Ora che Kyndryl ha cominciato ufficialmente a camminare con le sue gambe, Ibm deve pensare a cosa vuole fare della sua seconda giovinezza. Dopo lo spin-off con cui Big Blue ha separato le attività di sviluppo tecnologico e consulenza per la trasformazione digitale dall’offerta di servizi infrastrutturali – confluita per l’appunto nella newco – le priorità strategiche della proposition del gruppo sono due: hybrid cloud e artificial intelligence, da sviluppare in un ecosistema aperto e collaborativo.

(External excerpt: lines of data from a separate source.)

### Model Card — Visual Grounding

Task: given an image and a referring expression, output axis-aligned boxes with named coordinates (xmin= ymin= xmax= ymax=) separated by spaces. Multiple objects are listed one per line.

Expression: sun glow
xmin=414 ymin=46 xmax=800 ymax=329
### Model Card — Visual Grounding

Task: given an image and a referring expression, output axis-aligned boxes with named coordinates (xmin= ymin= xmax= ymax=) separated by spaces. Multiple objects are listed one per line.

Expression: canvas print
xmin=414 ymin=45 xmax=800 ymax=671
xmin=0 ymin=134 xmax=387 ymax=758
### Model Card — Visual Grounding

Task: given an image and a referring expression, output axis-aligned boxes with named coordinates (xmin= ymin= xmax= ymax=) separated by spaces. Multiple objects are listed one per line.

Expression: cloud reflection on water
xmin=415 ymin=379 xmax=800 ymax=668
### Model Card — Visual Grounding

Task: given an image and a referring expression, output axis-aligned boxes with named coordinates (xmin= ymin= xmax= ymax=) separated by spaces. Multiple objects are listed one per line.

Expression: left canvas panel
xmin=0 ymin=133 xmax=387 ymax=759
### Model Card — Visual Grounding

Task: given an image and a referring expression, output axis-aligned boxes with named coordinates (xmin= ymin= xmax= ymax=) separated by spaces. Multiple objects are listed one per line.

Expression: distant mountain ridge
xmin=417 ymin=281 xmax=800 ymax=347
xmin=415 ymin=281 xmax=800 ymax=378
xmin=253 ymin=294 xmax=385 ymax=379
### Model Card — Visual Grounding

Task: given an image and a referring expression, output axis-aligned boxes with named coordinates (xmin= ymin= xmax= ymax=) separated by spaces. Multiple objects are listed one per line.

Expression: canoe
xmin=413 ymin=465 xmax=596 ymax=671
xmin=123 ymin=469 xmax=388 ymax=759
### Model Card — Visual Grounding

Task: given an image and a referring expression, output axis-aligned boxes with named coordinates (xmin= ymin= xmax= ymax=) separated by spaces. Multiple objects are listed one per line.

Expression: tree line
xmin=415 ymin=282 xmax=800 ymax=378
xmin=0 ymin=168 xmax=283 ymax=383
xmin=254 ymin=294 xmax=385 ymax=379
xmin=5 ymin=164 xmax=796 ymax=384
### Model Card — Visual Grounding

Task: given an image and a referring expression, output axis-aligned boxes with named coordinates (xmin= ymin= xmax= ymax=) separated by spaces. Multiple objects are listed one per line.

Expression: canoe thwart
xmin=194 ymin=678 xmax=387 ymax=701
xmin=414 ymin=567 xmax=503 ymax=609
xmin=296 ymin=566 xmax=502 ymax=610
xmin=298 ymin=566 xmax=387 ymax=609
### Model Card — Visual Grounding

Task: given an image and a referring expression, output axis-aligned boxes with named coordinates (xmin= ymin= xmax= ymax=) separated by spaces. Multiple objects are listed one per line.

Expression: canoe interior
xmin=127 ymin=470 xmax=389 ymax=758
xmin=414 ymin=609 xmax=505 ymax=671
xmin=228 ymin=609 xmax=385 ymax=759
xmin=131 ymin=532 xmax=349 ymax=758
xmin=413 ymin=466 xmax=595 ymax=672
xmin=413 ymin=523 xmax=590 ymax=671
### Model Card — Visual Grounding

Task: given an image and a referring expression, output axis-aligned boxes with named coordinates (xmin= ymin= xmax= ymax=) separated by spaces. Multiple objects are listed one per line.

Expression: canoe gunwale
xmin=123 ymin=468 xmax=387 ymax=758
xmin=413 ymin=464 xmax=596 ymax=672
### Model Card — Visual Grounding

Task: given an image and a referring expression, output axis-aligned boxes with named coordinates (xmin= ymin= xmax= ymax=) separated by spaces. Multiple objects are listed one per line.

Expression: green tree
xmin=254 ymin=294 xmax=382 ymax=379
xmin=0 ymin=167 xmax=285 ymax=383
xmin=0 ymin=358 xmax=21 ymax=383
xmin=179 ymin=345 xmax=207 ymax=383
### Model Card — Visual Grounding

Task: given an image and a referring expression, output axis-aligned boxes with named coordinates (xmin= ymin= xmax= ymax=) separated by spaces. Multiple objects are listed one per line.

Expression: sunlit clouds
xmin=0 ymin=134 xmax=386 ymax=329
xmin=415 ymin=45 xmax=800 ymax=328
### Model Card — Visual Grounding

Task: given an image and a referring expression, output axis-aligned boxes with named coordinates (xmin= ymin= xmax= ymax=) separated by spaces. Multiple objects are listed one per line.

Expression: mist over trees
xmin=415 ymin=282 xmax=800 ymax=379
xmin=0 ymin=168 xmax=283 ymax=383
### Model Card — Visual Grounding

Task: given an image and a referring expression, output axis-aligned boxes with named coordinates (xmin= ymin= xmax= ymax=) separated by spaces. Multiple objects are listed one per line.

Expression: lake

Questo significa che al di là delle partnership complementari consolidate (con player come Sap, Adobe, Oracle, Salesforce e Servicenow), Ibm lavorerà anche al fianco di società che sulla carta sono concorrenti più o meno diretti. “Data l’eterogeneità dei moderni ambienti cloud, anche Microsoft e Aws sono partner con cui lavoreremo gomito a gomito per valorizzare gli investimenti”. A dirlo è lo stesso Stefano Rebattoni, amministratore delegato di Ibm Italia, che stamattina ha incontrato a Milano la stampa specializzata per condividere la roadmap del gruppo per i prossimi anni. Una rotta che naturalmente si interseca con quella del Pnrr, su cui Ibm intende fare leva per affiancare Pubblica amministrazione, grandi e piccole imprese e system integrator nel disegnare i processi di modernizzazione applicativa necessari ad accogliere il cloud computing “attraverso infrastrutture aperte e interoperabili e piattaforme digitali”, ha detto Rebattoni. “In questo senso, vogliamo essere una digital platform company focalizzata sui temi dell’automation, dell’artificial intelligence e del transaction processing”.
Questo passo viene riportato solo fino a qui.